October was a lousy month for writing. I blame the flu shot that I got for making me feel lousy and giving me a serious case of the blah’s. I didn’t feel like editing, revising or writing for most of the month. It wasn’t writer’s block. It was more like that I lacked a clear motivation to get anything done. Especially since revising my first novel was like banging my head against a brick wall. Nothing worked. The story was stillborn after the first three chapters. Something was missing but I couldn’t put my finger on it.
After watching “Stephen King’s Rose Red” DVD this past weekend about a haunted mansion, I realized what was missing from my story: a brick wall.
My first novel is about a video game company with a mischievous ghost that develops a homicidal streak. Wherever you have a ghost, you must have a place for the ghost to haunt. I spent a year writing the 700-page rough draft by focusing only on the main characters who reacted to the actions of the ghost, but the ghost and the building were a mere afterthought in the heat of composition.
I spent year trying to figure out how to revise the thing.

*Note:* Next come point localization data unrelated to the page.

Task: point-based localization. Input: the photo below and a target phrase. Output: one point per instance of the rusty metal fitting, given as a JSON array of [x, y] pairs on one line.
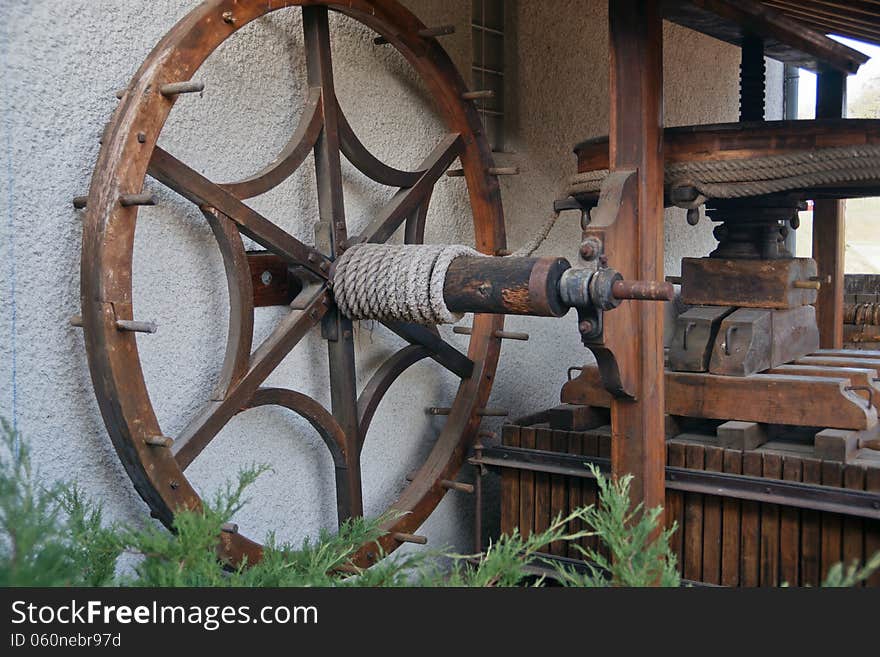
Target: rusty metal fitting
[[643, 290], [591, 248]]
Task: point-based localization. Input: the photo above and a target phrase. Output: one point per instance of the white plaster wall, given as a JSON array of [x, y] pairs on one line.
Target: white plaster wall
[[61, 63]]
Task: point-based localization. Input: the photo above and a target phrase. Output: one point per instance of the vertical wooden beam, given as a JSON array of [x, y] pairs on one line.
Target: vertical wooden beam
[[829, 225], [636, 93]]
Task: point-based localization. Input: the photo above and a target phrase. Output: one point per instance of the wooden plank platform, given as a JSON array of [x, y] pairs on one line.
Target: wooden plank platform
[[720, 539], [810, 401]]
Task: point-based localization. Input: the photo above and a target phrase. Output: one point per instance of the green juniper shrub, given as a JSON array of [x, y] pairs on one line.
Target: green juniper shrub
[[53, 536]]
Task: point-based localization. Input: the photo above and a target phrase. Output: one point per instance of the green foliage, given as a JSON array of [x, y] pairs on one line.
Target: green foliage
[[50, 536], [638, 549], [55, 537]]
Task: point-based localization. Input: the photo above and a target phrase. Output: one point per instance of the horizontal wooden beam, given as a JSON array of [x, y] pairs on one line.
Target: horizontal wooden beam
[[785, 39], [769, 398]]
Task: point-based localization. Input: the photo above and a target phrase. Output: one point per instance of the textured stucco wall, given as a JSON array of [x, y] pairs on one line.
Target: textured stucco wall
[[61, 63]]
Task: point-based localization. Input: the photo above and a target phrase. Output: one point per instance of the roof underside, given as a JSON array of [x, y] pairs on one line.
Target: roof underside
[[857, 19]]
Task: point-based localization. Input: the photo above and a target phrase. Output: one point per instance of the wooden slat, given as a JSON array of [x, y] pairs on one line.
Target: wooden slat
[[832, 523], [675, 502], [712, 533], [750, 547], [693, 518], [829, 225], [790, 527], [730, 542], [544, 442], [526, 487], [558, 491], [872, 527], [767, 398], [853, 528], [770, 526], [811, 530], [633, 334], [603, 450], [589, 489], [510, 483]]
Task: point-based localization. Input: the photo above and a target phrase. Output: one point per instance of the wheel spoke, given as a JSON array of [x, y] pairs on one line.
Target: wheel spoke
[[407, 200], [438, 349], [328, 170], [379, 383], [369, 164], [343, 398], [289, 160], [414, 231], [196, 436], [240, 334], [329, 430], [193, 186]]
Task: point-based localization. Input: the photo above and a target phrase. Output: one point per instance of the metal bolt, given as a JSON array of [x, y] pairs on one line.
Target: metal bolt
[[590, 249]]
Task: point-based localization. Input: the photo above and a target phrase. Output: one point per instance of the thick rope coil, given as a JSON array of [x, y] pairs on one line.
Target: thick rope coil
[[396, 282], [761, 175]]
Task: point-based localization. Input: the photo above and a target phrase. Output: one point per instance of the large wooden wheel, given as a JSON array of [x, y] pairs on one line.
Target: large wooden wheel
[[129, 153]]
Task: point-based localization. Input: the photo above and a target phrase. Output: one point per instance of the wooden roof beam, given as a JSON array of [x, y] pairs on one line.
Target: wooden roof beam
[[785, 39]]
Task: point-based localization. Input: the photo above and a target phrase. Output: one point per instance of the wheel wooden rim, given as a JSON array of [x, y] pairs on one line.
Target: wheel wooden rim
[[129, 153]]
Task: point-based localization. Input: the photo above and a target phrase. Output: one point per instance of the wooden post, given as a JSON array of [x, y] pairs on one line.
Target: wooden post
[[636, 92], [829, 224]]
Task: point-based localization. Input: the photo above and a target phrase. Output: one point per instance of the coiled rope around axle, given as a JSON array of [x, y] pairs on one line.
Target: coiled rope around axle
[[404, 282], [757, 176], [396, 282]]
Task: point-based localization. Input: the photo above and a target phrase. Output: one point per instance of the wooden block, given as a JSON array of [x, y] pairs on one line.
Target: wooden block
[[741, 435], [767, 398], [836, 445], [509, 484], [753, 340], [858, 376], [730, 523], [747, 283], [571, 417], [695, 331]]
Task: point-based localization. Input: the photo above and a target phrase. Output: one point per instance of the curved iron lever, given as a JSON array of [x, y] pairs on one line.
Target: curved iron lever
[[687, 329], [868, 389], [727, 336]]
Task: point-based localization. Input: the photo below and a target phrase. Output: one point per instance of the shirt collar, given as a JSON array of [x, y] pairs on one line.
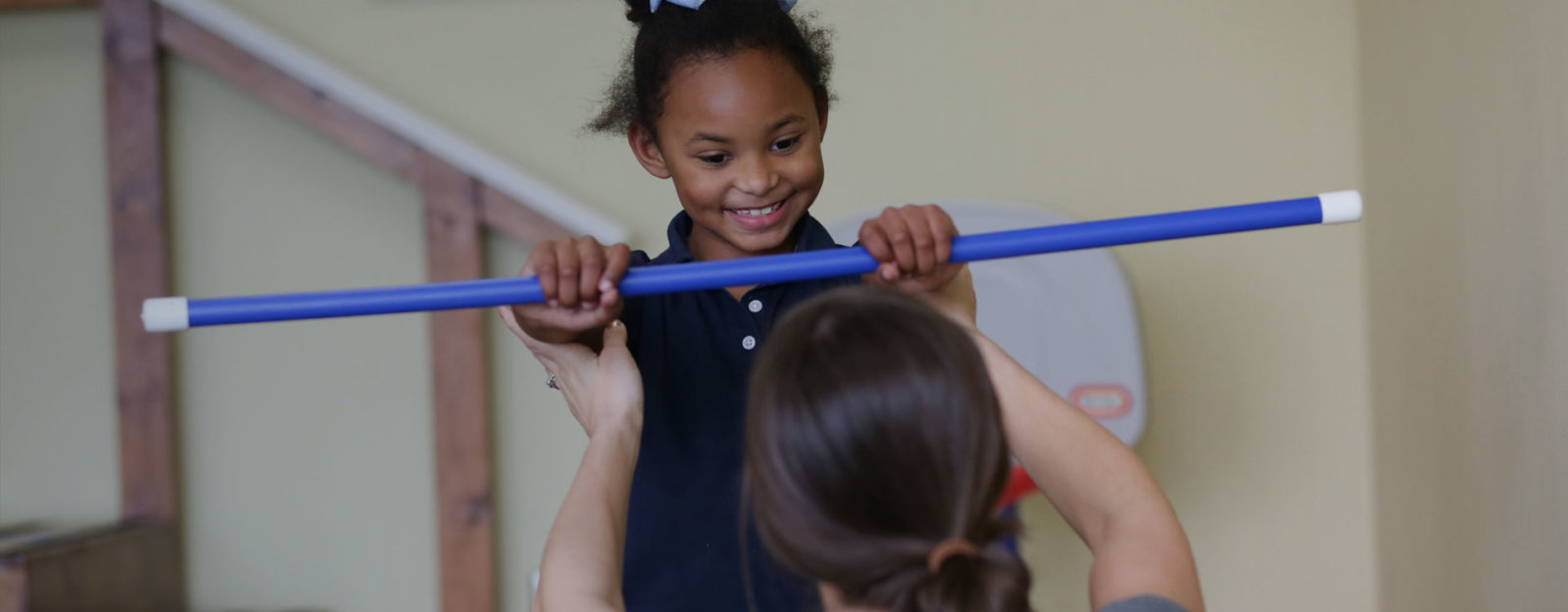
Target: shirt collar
[[809, 235]]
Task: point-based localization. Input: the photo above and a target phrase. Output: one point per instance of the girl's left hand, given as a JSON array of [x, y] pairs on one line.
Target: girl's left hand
[[913, 245], [604, 390]]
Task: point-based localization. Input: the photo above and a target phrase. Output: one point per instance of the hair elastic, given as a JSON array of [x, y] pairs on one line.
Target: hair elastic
[[653, 5], [948, 549]]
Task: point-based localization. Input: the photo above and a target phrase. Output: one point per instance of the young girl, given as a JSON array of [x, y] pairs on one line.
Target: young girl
[[729, 102], [877, 449]]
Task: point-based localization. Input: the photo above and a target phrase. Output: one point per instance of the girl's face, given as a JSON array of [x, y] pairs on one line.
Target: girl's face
[[742, 140]]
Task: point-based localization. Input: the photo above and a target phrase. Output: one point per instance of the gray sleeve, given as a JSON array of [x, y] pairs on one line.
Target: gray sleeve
[[1144, 603]]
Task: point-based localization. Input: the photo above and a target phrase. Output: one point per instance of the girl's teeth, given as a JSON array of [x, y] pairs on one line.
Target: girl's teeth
[[758, 212]]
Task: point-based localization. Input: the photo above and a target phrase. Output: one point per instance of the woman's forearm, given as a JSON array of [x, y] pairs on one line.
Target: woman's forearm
[[1100, 486], [584, 553]]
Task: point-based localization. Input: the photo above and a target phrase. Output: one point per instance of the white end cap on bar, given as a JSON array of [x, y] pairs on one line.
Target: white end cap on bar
[[165, 315], [1341, 207]]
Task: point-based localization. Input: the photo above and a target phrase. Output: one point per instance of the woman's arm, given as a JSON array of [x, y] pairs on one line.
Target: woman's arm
[[1102, 489], [584, 553], [1097, 483], [582, 556]]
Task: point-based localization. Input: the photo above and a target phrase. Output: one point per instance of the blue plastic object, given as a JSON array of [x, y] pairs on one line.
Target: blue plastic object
[[757, 269]]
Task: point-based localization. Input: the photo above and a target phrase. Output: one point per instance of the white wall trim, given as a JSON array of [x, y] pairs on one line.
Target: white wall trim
[[436, 140]]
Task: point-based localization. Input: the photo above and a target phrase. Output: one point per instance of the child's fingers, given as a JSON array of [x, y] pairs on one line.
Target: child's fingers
[[943, 232], [899, 238], [609, 298], [590, 256], [921, 238], [566, 268], [615, 261], [543, 264], [615, 335], [875, 240]]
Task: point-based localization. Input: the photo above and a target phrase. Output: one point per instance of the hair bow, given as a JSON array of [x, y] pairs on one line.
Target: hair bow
[[653, 5]]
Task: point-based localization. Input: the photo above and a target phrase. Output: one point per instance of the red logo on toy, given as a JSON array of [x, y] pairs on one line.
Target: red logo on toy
[[1102, 400]]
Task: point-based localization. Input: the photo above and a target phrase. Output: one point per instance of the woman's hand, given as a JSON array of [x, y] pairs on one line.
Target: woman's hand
[[604, 390]]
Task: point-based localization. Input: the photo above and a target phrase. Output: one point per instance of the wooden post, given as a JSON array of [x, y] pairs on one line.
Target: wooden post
[[143, 362], [455, 251], [13, 588]]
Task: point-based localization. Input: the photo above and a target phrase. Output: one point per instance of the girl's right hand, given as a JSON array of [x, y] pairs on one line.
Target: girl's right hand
[[579, 280]]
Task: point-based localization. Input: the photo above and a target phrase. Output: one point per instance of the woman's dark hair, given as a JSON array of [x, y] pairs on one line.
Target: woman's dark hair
[[874, 436], [676, 34]]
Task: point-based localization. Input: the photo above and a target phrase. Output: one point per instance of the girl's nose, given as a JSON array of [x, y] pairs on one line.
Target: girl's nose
[[758, 177]]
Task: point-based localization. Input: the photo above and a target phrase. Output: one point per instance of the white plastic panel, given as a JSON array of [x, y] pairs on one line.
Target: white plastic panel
[[1065, 316]]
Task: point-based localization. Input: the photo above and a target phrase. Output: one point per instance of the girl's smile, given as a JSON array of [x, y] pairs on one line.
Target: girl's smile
[[741, 136]]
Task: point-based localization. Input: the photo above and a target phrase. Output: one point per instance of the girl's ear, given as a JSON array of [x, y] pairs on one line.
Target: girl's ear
[[647, 151]]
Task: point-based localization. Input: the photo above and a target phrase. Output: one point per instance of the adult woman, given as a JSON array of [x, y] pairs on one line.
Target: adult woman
[[877, 447]]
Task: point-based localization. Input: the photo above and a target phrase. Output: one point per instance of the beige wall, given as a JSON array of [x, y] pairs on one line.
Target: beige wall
[[306, 457], [1466, 148], [57, 381]]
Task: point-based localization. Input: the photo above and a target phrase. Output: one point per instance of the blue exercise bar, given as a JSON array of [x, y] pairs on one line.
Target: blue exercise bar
[[177, 313]]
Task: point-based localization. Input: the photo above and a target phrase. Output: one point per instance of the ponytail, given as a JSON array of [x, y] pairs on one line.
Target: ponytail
[[875, 457]]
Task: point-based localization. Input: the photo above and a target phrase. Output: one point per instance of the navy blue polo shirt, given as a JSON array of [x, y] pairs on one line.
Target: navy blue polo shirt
[[695, 350]]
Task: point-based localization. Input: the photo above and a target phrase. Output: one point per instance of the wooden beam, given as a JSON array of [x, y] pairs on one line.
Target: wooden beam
[[13, 586], [124, 567], [455, 251], [143, 362], [517, 221], [28, 5], [287, 94]]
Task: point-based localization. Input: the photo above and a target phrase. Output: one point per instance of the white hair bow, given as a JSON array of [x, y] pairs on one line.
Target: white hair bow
[[653, 5]]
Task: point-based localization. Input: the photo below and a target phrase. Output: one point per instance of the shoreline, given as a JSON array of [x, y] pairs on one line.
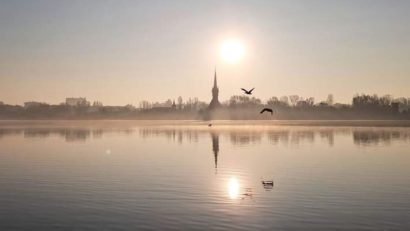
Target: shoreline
[[324, 123]]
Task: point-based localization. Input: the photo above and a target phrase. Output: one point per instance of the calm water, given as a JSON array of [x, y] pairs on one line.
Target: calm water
[[124, 176]]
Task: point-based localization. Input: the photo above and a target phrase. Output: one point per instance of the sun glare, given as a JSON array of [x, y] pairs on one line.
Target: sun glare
[[231, 50], [233, 188]]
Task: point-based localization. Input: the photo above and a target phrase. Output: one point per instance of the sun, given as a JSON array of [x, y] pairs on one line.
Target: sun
[[231, 50]]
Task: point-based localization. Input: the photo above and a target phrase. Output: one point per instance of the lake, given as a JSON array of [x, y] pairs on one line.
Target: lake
[[118, 175]]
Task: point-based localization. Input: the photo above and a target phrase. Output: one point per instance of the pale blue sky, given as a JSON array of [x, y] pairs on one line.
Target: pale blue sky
[[121, 52]]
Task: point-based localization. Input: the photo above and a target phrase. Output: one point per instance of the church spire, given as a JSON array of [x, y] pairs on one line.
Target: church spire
[[215, 84]]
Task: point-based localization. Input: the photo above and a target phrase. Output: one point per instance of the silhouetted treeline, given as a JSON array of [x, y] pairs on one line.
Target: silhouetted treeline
[[363, 107]]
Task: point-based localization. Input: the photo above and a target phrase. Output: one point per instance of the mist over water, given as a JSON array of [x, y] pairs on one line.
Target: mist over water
[[129, 176]]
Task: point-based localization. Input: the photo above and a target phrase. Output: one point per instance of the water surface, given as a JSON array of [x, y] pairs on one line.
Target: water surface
[[130, 176]]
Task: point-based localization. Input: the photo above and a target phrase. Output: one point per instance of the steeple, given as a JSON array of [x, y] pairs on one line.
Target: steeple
[[215, 84], [215, 91]]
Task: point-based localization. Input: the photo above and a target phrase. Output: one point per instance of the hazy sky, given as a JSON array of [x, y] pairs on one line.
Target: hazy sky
[[122, 52]]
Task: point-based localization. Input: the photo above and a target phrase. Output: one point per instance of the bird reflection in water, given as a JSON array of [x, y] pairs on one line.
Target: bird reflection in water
[[215, 149], [233, 188], [267, 184]]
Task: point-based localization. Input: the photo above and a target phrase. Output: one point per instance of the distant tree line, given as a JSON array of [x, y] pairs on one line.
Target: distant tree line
[[363, 106]]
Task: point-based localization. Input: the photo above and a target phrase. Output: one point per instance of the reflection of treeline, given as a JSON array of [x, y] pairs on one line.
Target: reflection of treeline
[[238, 107], [380, 136]]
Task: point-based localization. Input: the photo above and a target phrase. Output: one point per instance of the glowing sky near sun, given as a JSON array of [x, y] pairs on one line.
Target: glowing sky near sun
[[122, 52]]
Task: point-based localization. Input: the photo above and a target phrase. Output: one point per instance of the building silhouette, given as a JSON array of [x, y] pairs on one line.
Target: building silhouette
[[215, 92], [77, 101]]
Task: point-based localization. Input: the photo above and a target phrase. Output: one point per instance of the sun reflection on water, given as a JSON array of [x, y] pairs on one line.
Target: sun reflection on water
[[233, 188]]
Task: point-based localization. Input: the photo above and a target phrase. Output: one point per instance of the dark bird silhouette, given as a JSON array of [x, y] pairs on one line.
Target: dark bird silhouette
[[248, 92], [268, 110], [267, 184]]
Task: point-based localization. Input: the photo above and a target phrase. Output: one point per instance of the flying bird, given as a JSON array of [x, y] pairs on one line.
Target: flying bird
[[268, 110], [247, 92]]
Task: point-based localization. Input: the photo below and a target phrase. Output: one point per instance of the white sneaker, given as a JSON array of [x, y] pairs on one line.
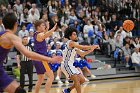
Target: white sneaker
[[60, 82], [93, 76], [86, 80], [57, 78], [66, 82]]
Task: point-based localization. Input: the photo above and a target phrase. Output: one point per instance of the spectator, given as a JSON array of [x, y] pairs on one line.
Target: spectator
[[114, 23], [19, 6], [136, 57], [1, 25], [136, 42], [36, 11], [127, 54], [121, 32], [23, 32], [118, 42], [24, 16], [33, 16]]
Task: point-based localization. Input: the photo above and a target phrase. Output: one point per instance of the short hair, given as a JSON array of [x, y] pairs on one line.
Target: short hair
[[38, 23], [9, 20], [69, 31]]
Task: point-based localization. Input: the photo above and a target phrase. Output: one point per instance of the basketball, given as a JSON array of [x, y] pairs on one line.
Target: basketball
[[128, 25]]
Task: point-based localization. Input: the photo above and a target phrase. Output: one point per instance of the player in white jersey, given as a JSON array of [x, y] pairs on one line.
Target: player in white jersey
[[72, 48]]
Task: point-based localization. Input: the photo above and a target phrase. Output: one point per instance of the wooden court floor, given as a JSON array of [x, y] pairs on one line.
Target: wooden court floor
[[127, 85]]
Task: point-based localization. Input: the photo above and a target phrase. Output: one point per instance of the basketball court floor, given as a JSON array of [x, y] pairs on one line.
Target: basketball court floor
[[127, 85]]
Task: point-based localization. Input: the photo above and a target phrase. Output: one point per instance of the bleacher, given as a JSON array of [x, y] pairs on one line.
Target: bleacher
[[120, 71]]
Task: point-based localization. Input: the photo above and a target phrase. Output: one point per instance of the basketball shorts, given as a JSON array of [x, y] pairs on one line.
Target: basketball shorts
[[69, 70]]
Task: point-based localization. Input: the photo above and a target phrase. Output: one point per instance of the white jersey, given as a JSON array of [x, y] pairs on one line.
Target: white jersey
[[68, 59], [69, 54]]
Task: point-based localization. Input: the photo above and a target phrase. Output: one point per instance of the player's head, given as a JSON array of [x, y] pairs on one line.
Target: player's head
[[39, 25], [25, 40], [10, 22], [71, 34]]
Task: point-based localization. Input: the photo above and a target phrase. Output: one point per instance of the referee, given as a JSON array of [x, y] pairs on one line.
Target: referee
[[25, 65]]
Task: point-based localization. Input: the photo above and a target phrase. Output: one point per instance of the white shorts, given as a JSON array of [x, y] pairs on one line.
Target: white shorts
[[69, 70]]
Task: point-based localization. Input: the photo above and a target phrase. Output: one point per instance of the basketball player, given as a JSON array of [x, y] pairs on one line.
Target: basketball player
[[8, 39], [42, 68], [72, 48]]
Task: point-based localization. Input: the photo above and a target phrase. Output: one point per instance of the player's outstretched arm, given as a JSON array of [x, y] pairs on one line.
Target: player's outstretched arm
[[17, 42], [81, 47]]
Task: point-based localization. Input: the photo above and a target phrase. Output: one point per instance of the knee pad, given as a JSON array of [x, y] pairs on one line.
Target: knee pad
[[20, 90]]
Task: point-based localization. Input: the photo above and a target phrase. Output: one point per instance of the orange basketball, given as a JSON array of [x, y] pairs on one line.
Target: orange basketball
[[128, 25]]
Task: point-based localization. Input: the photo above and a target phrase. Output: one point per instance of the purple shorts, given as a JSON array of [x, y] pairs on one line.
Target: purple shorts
[[41, 67], [5, 80]]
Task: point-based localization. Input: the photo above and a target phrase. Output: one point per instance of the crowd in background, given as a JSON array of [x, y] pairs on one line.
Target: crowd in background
[[97, 22]]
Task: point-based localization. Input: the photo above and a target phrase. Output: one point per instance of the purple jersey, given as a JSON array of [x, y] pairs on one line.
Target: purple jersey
[[40, 47], [5, 80], [3, 52]]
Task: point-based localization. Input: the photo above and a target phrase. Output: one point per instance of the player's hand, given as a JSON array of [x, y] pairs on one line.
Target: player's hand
[[54, 28], [95, 47], [18, 65], [56, 59]]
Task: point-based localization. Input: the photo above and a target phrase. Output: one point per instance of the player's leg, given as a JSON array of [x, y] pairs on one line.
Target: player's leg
[[13, 87], [76, 83], [39, 82], [50, 78]]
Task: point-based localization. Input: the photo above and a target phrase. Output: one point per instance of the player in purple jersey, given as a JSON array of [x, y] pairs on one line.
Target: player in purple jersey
[[42, 68], [8, 39]]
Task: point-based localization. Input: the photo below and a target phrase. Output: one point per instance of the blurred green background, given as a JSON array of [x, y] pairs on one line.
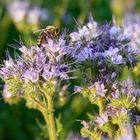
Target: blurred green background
[[20, 19]]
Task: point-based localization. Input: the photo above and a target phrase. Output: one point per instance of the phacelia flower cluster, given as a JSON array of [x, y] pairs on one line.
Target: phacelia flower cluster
[[131, 25], [107, 46], [36, 68]]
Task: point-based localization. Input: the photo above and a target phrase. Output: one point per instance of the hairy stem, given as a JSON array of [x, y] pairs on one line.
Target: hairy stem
[[50, 116]]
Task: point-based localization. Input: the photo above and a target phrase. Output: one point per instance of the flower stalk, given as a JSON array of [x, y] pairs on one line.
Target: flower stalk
[[50, 116]]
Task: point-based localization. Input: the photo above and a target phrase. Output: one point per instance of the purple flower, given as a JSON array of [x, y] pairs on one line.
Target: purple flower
[[6, 93], [112, 53], [31, 75], [100, 89], [115, 31], [102, 119]]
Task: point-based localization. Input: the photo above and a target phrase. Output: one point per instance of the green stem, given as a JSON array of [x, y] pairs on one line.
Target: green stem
[[50, 116]]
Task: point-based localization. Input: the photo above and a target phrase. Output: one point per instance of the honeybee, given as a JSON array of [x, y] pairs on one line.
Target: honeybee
[[51, 32]]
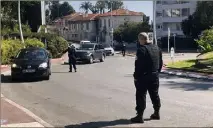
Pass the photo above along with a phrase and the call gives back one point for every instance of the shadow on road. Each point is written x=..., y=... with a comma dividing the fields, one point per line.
x=100, y=124
x=191, y=85
x=7, y=79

I came to the conclusion that I had to painstakingly develop the rest of the novel that I had put off for several years. The main characters became sharper and less knowing about their circumstances; minor characters became real and more knowing about their circumstances. The ghost took a more active role than before. I was putting in new material that added to the word count that I desperately wanted to shrink, and rearranging the material to develop a better narrative flow. Then I hit the brick wall and couldn’t proceed further.
The story mythos for the “Red Rose” mansion came from the Winchester Mystery House, a nationally designated “haunted house” in San Jose that I had never visited even though I lived in Silicon Valley all my life. (Another item added to my never-ending to do list.) Sarah Winchester, heiress to the family fortune that came from the Winchester repeating rifle, became convinced by a Boston medium that the spirits of the people killed in the Indian Wars and the Civil War by the rifles that her father-in-law had created were haunting her, and moved out to California in 1884 to start building a massive mansion that never got finished in thirty-eight years to keep the spirits away.
The producers for “Rose Red” wanted to film at the Winchester Mystery House. Unfortunately, located next to the busy I-280 freeway and across the street from the Santana Row shopping center that was under construction at time (where one building would catch on fire by accident to become the largest structure fire in San Jose), and the Winchester House was too small to accommodate a film crew, it wasn’t practical. They ended up filming the exterior shots at the Thornewood Castle, a 400-year-old Elizabethan mansion relocated brick by brick from England to Tacoma, Washington, in 1908, and creating 20,000 square feet of interiors at an abandoned naval base in Seattle, Washington.
The one thing that caught my attention was the level of the detail that went into the Red Rose sets: the brickwork of the exterior shots, the library with the mirrored floor, an arched hallway that appear to extend to infinity, and a 1950’s office built upside down.
Although the ghosts were lurking in every shadow, it was the mansion that stood out the most with its ominous presence. Since this was Stephen King’s take on the “The Haunting of Hill House” by Shirley Jackson, the Red Rose mansion was a bad place. But it wasn’t the ghosts that made the building a bad place. The building itself was inherently evil from being built on a desecrated Indian burial ground, becoming a larger-than-life character that influenced the events in the miniseries.
That was the brick wall I kept banging my head against.
The building that my ghost haunted was an old brick warehouse converted to an office building. I was drawing upon the three years that I worked as cook at The Old Spaghetti Factory in downtown San Jose in the mid-1990’s, which occupies a converted warehouse made from brick. But the only reference to the brick building in the entire manuscript was after the good-versus-evil confrontation at the end triggered the collapse of the building into a heap of bricks. I needed to peel back the plaster in the first chapter to reveal the brickwork and introduce the building as a character.
Since description is my greatest weakness as a writer, I spent four hours last night working on this one paragraph :
Amy crossed her legs underneath the table and folded her hands in front of her, looking prim and proper, and expecting someone to come in shortly to interview her. When five minutes went by without the door opening, she turned her attention to the floor-to-ceiling window that cut across the outer corner of the interview room at forty-five degree angle. Red bricks and gray mortar lined the inside of the window frame, with the headers protruding past the drywall on all sides, the shiners lying flat at top and bottom, and the stretchers stacked on the side. Beyond the narrow double-pane window that separated the inside from the outside, the brickwork repeated itself. It was like looking out the arrow slit of an ancient castle.
Although I spent two years working in masonry construction with my father, incorporating the brick terminology into description was a challenge. The most important descriptive detail about the building in this paragraph was comparing it to an ancient castle. Since my fictional video game company has its roots in the Dungeons & Dragons role-playing game, an ancient castle was a suitable place for a ghost to haunt. (As to whether or not that this is a bad place, the ghost hasn’t told me yet.) With the beginning motif of an ancient brick castle in the heart of Silicon Valley done, I can go back to revising my novel now that I’m not banging my head against that particular brick wall.